USFP. L’opposition, le meilleur scénario pour réanimer le parti socialiste

Le parti de la rose annonce qu'il sera dans l'opposition. L'a-t-il réellement choisi ? Ou a-t-il été recalé par le RNI? Quelle que soit la réponse, ce retour à l'opposition sera probablement une opportunité pour le parti. Certainement moins pour son leader actuel.

LAchgar et Malki reçus par Akhannouch le lundi 13 septembre au siège du RNI.

USFP. L’opposition, le meilleur scénario pour réanimer le parti socialiste

Le 21 septembre 2021 à 21h30

Modifié 22 septembre 2021 à 8h57

Le parti de la rose annonce qu'il sera dans l'opposition. L'a-t-il réellement choisi ? Ou a-t-il été recalé par le RNI? Quelle que soit la réponse, ce retour à l'opposition sera probablement une opportunité pour le parti. Certainement moins pour son leader actuel.

Mardi soir, l'USFP a annoncé avoir choisi l'opposition. Ce mercredi matin, il donne une conférence de presse en son siège à Rabat.

On ne sait pas s'il a délibérément choisi l'opposition ou s'il y a été acculé, annonçant ce choix dans la soirée, après avoir été éventuellement recalé par le RNI. Quoi qu'il en soit, cette sortie (du gouvernement) prend une forme peu glorieuse. Elle pourrait toutefois permettre au parti de redémarrer.

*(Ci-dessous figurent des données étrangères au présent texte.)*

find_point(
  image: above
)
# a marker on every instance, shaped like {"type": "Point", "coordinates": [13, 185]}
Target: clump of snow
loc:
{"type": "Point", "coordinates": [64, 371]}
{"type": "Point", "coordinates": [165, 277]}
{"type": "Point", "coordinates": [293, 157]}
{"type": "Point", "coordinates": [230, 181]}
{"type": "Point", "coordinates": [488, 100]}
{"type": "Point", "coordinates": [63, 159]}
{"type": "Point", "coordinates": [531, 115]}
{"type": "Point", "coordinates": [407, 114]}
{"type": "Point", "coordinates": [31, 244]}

Depuis plusieurs jours, l'éventualité de voir l'USFP écarté de la future alliance gouvernementale était évoquée avec insistance. Le parti était pourtant sûr d’être aux affaires après la victoire de son « allié », le RNI. Une certitude qui a commencé à s'estomper comme l'avaient montré  plusieurs signaux : l’édito du journal du parti Al Ittihad Al Ichtiraki du 16 septembre, qui n’excluait pas cette hypothèse et lançait des messages clairs à Aziz Akhannouch pour le forcer à prendre l’USFP dans sa barque; les publications de certains militants du parti, l’alliance RNI-PAM-Istiqlal pour le partage de la gestion des Régions et des villes, ou encore les graves incidents entre les élus locaux de l’USFP et du RNI, qui ont empêché, lundi 20 septembre, l’élection du bureau du Conseil de la ville de Rabat.

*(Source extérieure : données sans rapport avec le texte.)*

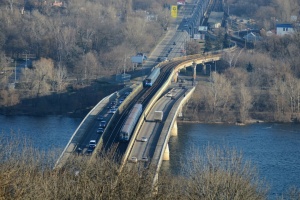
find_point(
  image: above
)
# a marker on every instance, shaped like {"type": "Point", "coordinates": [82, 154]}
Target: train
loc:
{"type": "Point", "coordinates": [130, 122]}
{"type": "Point", "coordinates": [149, 81]}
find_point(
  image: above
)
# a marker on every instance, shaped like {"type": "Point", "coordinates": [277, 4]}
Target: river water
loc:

Se retrouver dans l'opposition, après avoir convoité les maroquins, est une claque pour la direction actuelle du parti, peut-être l’une des pires claques de leur parcours politique, mais aussi une extraordinaire opportunité donnée à l’USFP de se reconstruire, de renouer avec la gloire du passé et prétendre rivaliser en 2026 avec l’actuel trio de tête qui le distance de très loin : RNI-PAM-Istiqlal.

Itinéraire d’un enfant gâté…

On le savait avant même le début de la campagne électorale. Driss Lachgar a misé tous ses œufs sur le RNI, parti qu’il considérait comme un allié indéfectible. Pendant que les grands partis politiques faisaient campagne, avec des programmes bien fournis, l’USFP lui, était peu visible, comme on le signalait dans cet article publié en juin 2020.

A la construction d’un programme électoral, sa diffusion, sa promotion, et au débat politique programmatique, Driss Lachgar a préféré tout au long de la campagne faire profil bas, avec des rares sorties où il a plus attaqué le gouvernement dont il faisait partie, plutôt que de présenter ce qu’il porte comme vision pour le pays. Lachgar avait clairement sous-traité son avenir au RNI, le cheval gagnant.

Dès l’élection de Aziz Akhannouch en 2016 à la tête du parti, le RNI et l’USFP se sont rapprochés. C’est grâce à Akhannouch que le parti, qui n’avait que 20 sièges, a pu entrer au gouvernement El Othmani en janvier 2017, en faisant comme on s’en rappelle une « entrée par effraction ». C’est encore grâce au Président du RNI que le parti s’est vu accorder la présidence de la première chambre, dévolue à El Habib El Malki malgré son modeste score législatif.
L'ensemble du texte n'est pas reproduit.